There are two parts to this, number one: playing video games casually and being called out or tested because you obviously don't know as much as your male counterparts and number two, working in the video game industry and people assuming you got your job because of who your dating or you were hired based on looks. This happens a lot in the streaming industry and on Twitch a lot but that is a whole other issue we can delve into later.
And yes, this happens in every industry, but we are going to be focusing on the video game industry because the focus is looking into "girl gamers" and how the stigma around them should be erased.
Now, I'm not an avid video game player. I don't spend all day every day playing games because I'm busy. Even though I would love to spend every day playing games, I'm not good enough to be a Twitch streamer, but on my days off I occasionally have that urge to play something. So I do. My boyfriend is a huge video game fan and spends all his free time playing every type of game which has started to rub off on me.
So last week I was playing League of Legends (a MOBA type game for those who are unaware, which is a multiplayer online battle arena) and a group of guys invited me to join their group because they liked how well I had played in the last game. They immediately started referring to me as a guy and using him pronouns in chat.
I'd like to point out that my League username is "xemixcatx" which might be one of the most girl-orientated usernames I can think of. Nonetheless, they continued calling me a dude for the rest of the night.
And that got me thinking, there isn't even a small possibility in these guys' minds that I'm a girl. I'm playing a girl character with an entirely female username and these guys still can't even fathom that I'm not a guy like them.
I don't have a problem with that – what I have a problem with is that if I did reveal myself to them as a girl, all my mistakes would be because I was a girl and I didn't know what I was doing instead of it being their mistake or someone on the enemy team. Or, they would start throwing a million questions at me in order to prove that I knew nothing about the game or that I shouldn't even be playing in the first place.
Earlier in the spring semester, my boyfriend, one of our close friends, and I all got really into playing Magic the Gathering. Once or twice a week we would drive down to the card shop in Waterford Lakes and play a few games either by ourselves or with other people that wanted to play. And about 50% of the time the guy that would join us and play a few games would end up trying to explain the game to me even though I had been playing for as long as my boyfriend and our other friend.
That in itself proves to me that some guys (not all guys because many guys are extremely welcoming to girl gamers that want to get involved in playing any type of game) do not understand that girls can be as dedicated and as interested in nerdy type games as themselves.
That leads into the second point: many people end up assuming that a girl got her job in the video game industry because of her looks or someone that she already knew that was in the industry before her.
Guess what? Most of the time, girls in the industry are hired based on their talent and abilities and the fact that they are also good looking has little to nothing to do with them getting hired. But it is hard for some guys to understand this because all they see is that they got beat out for a job by a girl and that emasculates them, so they have to take out their rage on the girl instead of realizing that sometimes you're not going to get the job.
There are a number of incredibly talented women in the video game industry that work tirelessly and endlessly to create the content for their readers and viewers.

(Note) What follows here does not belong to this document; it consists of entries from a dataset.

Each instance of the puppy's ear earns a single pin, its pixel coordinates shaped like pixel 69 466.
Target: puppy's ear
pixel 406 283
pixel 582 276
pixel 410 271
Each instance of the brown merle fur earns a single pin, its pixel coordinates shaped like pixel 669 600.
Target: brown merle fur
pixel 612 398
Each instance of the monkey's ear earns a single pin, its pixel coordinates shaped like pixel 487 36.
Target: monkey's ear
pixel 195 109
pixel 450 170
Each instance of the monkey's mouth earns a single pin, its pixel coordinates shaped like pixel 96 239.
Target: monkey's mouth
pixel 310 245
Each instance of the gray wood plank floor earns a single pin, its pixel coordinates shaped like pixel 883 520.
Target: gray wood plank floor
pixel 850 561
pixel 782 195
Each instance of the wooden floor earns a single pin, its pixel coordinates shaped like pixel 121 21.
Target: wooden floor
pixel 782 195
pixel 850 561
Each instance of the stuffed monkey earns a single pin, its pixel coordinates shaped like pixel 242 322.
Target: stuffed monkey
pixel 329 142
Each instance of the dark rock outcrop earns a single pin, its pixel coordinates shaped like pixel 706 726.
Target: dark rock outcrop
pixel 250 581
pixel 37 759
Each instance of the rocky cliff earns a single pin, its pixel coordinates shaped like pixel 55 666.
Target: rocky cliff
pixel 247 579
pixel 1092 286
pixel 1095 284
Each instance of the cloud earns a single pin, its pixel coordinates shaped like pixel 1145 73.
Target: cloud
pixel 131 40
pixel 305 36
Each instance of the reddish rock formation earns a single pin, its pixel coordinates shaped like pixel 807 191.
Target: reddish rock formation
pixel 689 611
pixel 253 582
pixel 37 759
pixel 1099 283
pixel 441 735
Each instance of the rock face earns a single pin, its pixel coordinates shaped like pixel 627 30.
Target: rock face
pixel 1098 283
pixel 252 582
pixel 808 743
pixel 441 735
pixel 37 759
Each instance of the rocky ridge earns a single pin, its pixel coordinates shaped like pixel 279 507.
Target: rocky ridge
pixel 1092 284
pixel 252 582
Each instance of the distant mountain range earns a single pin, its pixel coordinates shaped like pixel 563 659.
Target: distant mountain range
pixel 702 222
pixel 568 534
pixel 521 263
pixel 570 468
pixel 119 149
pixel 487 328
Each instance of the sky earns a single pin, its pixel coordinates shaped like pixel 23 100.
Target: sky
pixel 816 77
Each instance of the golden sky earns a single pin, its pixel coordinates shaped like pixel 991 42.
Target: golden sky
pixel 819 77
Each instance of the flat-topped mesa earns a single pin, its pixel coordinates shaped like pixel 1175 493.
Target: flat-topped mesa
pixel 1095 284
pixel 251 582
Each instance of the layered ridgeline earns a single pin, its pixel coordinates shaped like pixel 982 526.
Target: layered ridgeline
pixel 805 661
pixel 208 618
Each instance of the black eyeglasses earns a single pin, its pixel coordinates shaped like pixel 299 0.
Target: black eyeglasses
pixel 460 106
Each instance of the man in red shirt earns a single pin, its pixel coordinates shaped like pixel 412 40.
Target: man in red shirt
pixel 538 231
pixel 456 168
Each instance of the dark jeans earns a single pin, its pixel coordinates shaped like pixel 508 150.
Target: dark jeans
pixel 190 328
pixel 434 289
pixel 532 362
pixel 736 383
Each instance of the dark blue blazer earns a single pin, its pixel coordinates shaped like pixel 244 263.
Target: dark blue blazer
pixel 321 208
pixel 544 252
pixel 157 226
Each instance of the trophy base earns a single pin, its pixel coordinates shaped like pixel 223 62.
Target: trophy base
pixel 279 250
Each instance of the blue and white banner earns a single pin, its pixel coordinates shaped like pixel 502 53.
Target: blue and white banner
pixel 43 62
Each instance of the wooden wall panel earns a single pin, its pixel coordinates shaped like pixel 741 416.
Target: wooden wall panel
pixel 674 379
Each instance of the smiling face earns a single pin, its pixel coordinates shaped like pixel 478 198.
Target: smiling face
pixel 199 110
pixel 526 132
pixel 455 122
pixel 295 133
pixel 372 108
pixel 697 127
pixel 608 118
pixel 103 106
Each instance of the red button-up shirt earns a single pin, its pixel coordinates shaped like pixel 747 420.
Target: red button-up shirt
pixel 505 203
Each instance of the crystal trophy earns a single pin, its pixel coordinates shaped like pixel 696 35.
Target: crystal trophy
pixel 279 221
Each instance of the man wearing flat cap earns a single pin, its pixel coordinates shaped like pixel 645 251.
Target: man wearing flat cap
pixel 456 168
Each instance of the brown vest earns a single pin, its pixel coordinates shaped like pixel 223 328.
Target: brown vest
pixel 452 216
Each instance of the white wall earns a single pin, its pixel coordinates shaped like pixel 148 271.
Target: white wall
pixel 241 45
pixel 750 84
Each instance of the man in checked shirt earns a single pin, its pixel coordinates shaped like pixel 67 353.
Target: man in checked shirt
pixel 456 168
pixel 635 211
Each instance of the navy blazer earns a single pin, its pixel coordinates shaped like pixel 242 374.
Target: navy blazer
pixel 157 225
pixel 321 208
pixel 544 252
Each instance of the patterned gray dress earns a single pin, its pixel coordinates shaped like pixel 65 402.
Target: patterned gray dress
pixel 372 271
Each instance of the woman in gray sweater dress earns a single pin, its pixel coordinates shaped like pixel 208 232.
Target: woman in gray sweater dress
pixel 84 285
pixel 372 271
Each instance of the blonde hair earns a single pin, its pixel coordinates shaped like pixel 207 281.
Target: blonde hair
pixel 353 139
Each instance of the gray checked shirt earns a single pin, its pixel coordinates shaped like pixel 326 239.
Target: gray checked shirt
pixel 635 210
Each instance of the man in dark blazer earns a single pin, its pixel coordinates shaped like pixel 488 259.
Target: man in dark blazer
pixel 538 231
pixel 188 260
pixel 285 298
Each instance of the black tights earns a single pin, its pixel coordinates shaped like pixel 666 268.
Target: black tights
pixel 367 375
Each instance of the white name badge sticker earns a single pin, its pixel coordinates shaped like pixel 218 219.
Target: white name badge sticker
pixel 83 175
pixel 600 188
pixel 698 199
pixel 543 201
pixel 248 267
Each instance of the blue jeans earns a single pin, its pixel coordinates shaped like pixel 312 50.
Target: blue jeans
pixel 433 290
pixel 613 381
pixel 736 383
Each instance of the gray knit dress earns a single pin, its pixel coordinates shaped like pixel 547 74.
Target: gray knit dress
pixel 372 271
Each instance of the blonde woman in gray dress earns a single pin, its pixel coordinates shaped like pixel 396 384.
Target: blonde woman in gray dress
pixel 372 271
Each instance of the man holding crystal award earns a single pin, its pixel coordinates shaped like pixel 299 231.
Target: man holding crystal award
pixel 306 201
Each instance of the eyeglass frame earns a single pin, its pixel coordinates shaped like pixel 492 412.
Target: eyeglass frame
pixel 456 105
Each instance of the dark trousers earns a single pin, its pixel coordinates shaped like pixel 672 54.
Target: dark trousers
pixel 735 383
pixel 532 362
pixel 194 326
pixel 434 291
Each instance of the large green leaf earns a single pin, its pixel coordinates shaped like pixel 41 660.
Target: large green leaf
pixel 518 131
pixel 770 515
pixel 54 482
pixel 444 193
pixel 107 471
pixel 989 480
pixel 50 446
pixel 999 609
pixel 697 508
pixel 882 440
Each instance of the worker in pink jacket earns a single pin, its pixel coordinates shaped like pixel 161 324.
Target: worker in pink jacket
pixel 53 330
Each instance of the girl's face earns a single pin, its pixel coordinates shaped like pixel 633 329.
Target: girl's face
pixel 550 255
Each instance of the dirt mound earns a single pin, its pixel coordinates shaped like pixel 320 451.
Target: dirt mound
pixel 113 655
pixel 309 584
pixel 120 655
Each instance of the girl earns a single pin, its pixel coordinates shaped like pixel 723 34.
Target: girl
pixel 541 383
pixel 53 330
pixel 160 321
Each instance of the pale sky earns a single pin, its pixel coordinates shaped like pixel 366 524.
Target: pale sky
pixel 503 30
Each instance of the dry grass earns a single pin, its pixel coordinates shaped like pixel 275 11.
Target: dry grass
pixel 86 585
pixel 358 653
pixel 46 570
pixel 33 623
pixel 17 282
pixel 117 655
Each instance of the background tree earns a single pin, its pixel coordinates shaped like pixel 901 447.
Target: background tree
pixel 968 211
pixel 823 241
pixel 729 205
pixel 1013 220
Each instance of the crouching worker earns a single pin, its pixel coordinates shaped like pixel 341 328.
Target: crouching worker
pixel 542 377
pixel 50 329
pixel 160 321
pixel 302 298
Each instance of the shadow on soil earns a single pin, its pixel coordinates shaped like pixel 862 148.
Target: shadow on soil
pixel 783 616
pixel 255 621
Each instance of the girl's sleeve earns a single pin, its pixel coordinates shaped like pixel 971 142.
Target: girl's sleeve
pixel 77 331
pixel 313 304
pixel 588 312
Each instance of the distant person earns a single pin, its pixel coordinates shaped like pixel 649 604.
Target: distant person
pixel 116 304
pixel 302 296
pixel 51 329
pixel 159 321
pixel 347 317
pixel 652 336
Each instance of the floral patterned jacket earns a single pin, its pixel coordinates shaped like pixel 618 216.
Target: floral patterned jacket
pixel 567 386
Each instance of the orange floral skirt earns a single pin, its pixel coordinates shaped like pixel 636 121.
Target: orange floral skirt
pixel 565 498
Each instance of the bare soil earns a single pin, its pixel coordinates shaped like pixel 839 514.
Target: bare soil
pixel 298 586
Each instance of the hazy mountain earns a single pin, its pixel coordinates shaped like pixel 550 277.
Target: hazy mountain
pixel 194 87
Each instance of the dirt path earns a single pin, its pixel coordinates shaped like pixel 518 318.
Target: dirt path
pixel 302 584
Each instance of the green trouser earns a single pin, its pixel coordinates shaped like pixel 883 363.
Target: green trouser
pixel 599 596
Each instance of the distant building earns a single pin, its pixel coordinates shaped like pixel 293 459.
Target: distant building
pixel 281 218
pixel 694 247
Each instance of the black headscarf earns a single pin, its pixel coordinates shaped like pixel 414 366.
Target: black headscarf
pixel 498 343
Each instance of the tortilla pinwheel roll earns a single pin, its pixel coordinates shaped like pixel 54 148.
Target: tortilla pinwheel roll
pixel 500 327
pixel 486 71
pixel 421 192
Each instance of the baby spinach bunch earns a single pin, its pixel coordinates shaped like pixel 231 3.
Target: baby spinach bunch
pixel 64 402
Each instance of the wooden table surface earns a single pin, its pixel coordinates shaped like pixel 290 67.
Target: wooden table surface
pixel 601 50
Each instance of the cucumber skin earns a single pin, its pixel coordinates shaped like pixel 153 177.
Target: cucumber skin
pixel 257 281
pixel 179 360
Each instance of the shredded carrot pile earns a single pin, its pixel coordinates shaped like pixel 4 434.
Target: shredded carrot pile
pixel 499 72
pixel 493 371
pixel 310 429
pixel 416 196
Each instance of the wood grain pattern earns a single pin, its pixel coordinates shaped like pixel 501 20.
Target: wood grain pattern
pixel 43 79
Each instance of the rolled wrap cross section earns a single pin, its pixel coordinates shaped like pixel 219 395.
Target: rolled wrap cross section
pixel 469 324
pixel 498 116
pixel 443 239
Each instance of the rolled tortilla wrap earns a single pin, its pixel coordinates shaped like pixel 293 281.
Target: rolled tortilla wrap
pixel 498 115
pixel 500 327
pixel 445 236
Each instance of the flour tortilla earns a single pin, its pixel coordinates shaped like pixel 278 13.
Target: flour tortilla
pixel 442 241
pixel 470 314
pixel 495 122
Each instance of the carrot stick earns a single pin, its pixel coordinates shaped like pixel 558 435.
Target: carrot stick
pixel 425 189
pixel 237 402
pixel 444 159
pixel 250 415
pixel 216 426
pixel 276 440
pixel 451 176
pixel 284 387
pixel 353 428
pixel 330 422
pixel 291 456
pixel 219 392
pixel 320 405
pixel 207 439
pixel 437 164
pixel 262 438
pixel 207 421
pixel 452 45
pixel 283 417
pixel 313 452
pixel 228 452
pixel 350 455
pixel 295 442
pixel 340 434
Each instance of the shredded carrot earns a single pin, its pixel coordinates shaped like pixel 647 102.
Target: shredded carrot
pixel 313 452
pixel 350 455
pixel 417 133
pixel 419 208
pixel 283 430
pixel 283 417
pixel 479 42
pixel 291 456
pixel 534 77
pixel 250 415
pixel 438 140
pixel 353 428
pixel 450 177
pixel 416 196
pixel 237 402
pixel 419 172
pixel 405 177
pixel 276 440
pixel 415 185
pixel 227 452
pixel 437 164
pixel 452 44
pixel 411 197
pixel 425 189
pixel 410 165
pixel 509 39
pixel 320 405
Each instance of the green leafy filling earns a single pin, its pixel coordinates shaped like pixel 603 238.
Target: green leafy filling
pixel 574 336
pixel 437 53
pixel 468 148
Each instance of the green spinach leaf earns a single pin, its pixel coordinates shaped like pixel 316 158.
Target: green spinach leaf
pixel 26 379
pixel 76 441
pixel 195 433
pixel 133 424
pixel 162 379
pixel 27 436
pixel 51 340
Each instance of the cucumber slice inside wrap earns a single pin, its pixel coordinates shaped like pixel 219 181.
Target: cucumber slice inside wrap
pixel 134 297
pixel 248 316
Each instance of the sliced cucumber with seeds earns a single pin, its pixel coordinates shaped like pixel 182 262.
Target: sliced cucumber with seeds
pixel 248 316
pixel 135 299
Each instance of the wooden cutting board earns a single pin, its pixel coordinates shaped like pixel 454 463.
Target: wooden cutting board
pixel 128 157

They travel multiple times in a week, spend six hours working on their latest review, and finish editing their videos just minutes before they're supposed to go live, all to keep their readers and viewers happy, and because they love what they're doing with their job.
At the end of the day, video games may seem too nerdy or weird for girls to like or even have a small interest in, but they exist. Women are branching out and taking over the video game industry because they're tired of competing with men who don't feel like women could ever have an interest in video games or working in such a competitive industry.